As part of this figure, exports of high-tech goods, which include robots and cutting-edge equipment, grew by 13%. Meanwhile, exports of electric vehicles, lithium batteries, and photovoltaic products increased by 27%.
Other indicators, compiled by the World Bank, also show how the country has evolved in this arena. Taking into account the export of high technology, China jumped from a volume of US$ 594.7 billion in 2016 to US$ 825 billion in 2023.
The new five-year plan, outlining the country's guiding principles for the period 2026 to 2030, reinforces the Chinese government's perception that technology will be a central pillar in the geopolitical landscape and in disputes with the US. This is particularly true in areas such as AI, robotics, biotechnology, and digital infrastructure.
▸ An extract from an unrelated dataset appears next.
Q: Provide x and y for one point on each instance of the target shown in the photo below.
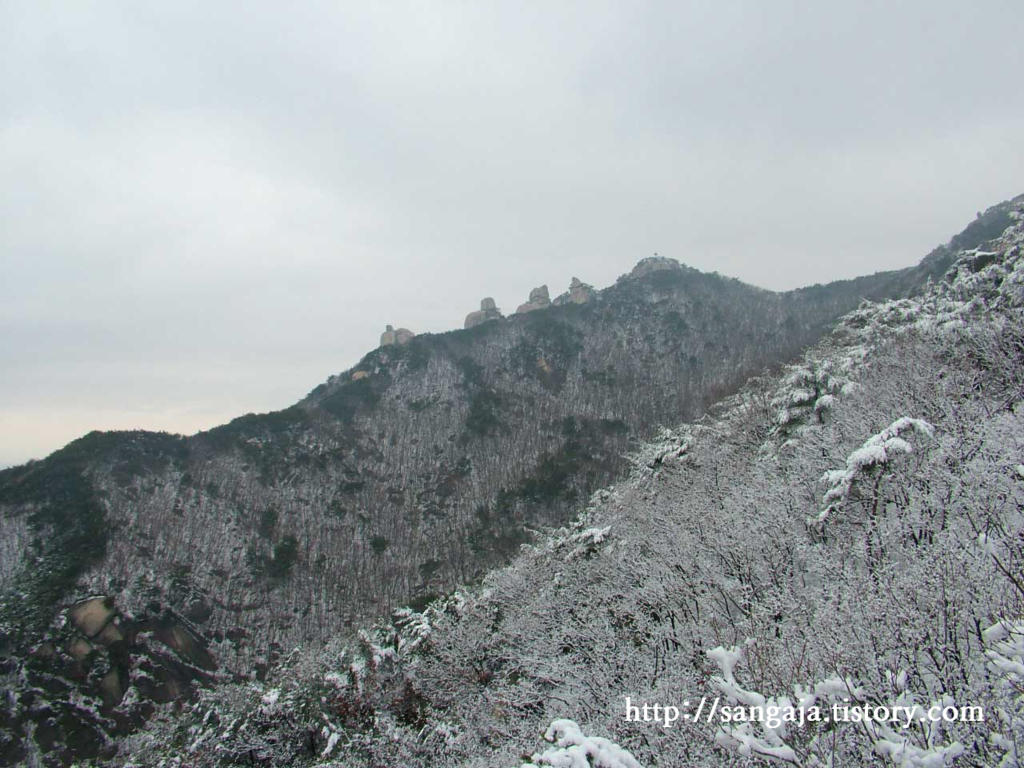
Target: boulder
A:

In an indication of how this direction will translate into investments, Bloomberg reported this week that China is preparing a 2 trillion yuan ($295 billion) plan to build AI data centers across the country over the next five years.
As a basis for comparison, the group of American big tech companies formed by Alphabet, Meta, Microsoft, and Amazon plans to spend up to US$725 billion in 2026 alone on data center infrastructure for AI.